Debt: These funds giving money to companies as loan and generate returns.

So keeping this in mind, let us take a look at the different types of mutual funds now.


Low Risk Funds:

Yes, there are some mutual funds that are low risk funds. And these funds are falls under debt category. They gives loan only to Top-evaluated companies, that too for a short period. And that’s why the two risks debt funds face "credit risk and interest rate" risks are minimal for them. These assets are perfect in the event that you are hoping to set aside cash for a time of 1 day to 3 years. There are 3 sorts of funds under this class: 
  • Liquid Funds: These funds buy bonds whose maturity is within the next 91 days. 
  • Ultra Short Duration Funds: These funds purchase securities/ bonds that mature in next 3 to 6 months.
  • Low Duration Funds: These funds purchase securities/ bonds that mature in next 6 to 12 months.
In all these cases, the borrower gives the money back at the time of securities/ bond maturity and till that time, gives interest on the money lent to them.

Tax-saving Funds:

These funds are also Known as  ELSS or Equity Linked Savings Scheme mutual funds,Tax Saving Mutual Funds let you save tax while giving you a chance to grow your money. By investing in these funds you can every year save tax under Section 80C. ELSS fund’s has 3-year lock-in period is the shortest among all tax-saving options. And returns of these funds are also tax-efficient. These funds are typically multi-cap diversified mutual funds that invest money in all sizes/ sectors of companies, giving growth potential to your money while you save tax. Check best tax saving funds.

Types of Mutual Funds

Moderate Risk Funds :

Some debt funds fall into this category, but if you are willing to take moderate risks, Hybrid funds may be a better category to look at. Hybrid funds are invest in both equity and debt and falls under Hybrid category of funds.

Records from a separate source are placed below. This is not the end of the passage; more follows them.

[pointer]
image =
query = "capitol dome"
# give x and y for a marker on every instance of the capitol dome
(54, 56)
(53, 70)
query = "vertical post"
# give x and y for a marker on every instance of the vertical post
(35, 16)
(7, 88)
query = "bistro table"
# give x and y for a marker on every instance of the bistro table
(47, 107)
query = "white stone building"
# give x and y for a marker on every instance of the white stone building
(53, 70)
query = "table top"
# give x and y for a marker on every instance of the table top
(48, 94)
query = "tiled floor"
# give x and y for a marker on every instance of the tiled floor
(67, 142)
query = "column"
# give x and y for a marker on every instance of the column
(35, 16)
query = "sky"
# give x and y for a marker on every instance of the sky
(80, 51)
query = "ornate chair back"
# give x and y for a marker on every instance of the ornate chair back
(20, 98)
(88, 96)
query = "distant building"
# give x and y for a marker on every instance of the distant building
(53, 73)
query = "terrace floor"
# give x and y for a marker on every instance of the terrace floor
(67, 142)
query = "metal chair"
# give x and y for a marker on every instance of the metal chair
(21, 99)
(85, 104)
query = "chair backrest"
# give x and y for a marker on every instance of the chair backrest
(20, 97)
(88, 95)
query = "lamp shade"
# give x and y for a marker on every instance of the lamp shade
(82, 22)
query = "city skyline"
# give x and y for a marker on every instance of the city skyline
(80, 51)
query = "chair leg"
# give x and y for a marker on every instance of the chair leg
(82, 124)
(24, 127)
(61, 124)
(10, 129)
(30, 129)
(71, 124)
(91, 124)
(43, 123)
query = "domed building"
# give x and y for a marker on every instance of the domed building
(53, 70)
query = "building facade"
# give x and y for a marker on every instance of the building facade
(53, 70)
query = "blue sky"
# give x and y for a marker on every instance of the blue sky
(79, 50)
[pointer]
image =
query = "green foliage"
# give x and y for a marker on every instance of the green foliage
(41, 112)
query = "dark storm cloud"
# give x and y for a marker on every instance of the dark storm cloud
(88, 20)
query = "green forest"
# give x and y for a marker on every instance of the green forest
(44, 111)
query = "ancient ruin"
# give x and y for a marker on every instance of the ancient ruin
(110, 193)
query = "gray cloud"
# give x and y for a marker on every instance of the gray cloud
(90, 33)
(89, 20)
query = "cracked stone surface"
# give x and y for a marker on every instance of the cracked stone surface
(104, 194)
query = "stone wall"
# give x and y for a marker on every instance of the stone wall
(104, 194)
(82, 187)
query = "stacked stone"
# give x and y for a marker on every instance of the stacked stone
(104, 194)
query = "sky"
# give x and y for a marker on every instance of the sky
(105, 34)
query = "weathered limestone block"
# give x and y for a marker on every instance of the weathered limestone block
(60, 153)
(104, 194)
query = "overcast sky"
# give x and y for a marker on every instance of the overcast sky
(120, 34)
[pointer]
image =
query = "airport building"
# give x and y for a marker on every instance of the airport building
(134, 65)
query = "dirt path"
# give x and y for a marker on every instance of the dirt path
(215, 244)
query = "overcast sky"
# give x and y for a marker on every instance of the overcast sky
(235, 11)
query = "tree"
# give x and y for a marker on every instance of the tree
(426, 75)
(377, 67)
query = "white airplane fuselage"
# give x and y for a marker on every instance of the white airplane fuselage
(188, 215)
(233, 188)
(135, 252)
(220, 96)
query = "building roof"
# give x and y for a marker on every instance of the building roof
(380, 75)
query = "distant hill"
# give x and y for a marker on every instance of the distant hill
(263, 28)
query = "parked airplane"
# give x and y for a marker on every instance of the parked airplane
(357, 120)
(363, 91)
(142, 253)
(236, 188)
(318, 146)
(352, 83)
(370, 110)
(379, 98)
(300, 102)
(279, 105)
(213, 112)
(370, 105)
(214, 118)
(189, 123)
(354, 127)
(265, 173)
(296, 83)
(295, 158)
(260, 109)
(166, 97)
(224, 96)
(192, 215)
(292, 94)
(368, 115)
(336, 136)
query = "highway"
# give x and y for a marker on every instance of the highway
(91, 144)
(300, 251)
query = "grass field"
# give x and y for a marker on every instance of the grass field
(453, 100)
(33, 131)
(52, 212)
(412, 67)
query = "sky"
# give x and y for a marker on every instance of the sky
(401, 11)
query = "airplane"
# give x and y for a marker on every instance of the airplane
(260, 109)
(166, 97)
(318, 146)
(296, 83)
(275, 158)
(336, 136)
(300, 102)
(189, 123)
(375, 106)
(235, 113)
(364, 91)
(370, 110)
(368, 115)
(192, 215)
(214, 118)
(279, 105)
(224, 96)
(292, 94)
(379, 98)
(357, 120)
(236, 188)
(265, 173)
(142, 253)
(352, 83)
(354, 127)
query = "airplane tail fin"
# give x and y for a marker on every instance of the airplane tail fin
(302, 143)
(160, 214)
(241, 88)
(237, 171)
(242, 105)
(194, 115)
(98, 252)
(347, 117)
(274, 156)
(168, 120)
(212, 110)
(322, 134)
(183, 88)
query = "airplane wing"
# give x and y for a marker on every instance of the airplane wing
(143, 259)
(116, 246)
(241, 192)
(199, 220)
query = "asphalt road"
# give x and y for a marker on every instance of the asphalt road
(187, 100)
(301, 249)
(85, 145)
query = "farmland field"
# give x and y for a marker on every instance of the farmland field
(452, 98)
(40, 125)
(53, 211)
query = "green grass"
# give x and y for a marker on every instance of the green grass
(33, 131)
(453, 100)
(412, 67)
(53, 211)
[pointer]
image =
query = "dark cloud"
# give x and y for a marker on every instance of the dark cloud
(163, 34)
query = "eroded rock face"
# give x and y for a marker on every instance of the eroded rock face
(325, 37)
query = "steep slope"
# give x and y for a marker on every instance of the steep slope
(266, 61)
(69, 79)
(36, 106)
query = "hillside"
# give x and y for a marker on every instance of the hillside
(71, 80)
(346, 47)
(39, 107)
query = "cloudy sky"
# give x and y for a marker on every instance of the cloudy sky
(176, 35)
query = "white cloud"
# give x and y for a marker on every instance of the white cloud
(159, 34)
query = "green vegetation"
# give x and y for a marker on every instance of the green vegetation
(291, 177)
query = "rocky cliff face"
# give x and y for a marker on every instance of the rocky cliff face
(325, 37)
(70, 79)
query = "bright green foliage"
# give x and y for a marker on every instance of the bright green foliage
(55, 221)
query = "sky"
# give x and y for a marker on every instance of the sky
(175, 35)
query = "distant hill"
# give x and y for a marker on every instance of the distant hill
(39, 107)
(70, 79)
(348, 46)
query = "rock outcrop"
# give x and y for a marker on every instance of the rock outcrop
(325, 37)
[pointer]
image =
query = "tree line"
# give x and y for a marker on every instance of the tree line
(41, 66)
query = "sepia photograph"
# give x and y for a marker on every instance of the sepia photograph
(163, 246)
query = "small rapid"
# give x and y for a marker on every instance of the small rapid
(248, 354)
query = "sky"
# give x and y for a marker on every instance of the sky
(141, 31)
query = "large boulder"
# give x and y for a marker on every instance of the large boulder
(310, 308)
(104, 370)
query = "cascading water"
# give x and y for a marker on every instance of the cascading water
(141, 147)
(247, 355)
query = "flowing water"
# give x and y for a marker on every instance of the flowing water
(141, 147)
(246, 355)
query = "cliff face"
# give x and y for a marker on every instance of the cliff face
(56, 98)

Here are some categories you can consider:
  • Aggressive Hybrid Funds: These funds allocate more in equity and try to grow their money, and put a little money in debt to provide stability.If you want downside protection along with growth, then these funds are ideal for you.
  • Dynamic Asset Allocation Funds: Dynamic Asset Allocation Funds  are different from other Hybrid Funds because they don’t have a limit on equity and debt portions These funds use financial models to decide which equity-debt combinations will give optimal returns in the current market conditions, and then allocate money according to it. Dynamic funds are great if you want to put your investments on auto-pilot and take unbiased asset allocation decisions. Hybrid mutual funds are perfect for goals which are 3 to 5 years away. 

High risk Funds:

From debt funds to hybrid funds and now lastly to unmixed equity funds. While we are giving them a high risk classification, don’t get scared of them, this just means that you need to invest for at least 5 years in them With this minimum tenure, you are giving your investments enough time to ride through the ups and downs and show real growth potential. If you want to invest in true equity funds then you can also evaluate below categories:
  • Multi cap Funds: These funds invest in all sizes and sectors of companies and on that account having a diversified portfolio. They are  flexile enough to change the portfolio structure as per the market situations and therefore they are better equipped to take advantage of emerging option. If you want to have only one true equity mutual fund in your account, then pick a fund from multi cap category.
  • Large cap Funds: These mutual funds invest the major part of their cash in large cap companies of India. These are Top 100 organizations in the India. These are biggest brands in our country and are typically market leaders. In this category you can get kind of non-volatile returns. Check out best large cap funds.
  • Large and Mid Cap Funds: This mutual fund category invests their money in a mixture of large and mid sized companies of India. So what you get is a portfolio of leaders of today and the potential leaders of tomorrow. 

Very High Risk Funds:

These mutual funds, due to their investment style, or where they invest, lean to have very high risk. If you are a fresher these mutual funds may not be for you, and even if you are an experienced investor, you should only have a little portion of your portfolio invested in them.
  • Mid Cap Funds: These mutual funds invest the major part of their cash in mid-size companies of India. These companies are some of the rapid growing companies. So these mutual funds lean to out perform other categories over the long term, but because of their mid-size, they tend to get affected more by bad  market conditions and so the returns of these mutual funds can be volatile.Check out best mid cap funds.
  • Small Cap Funds: These mutual funds invest the major part of their cash in the small-sized companies of India. These companies are beyond the Top 250 companies by market capitalization but can grow to even become mid caps and large caps in the future. Therefore, these funds give you the chance to invest in the potential future stars of India early and benefit from their growth. However, not every company succeeds, and for this reason, the risk and volatility is high in this category.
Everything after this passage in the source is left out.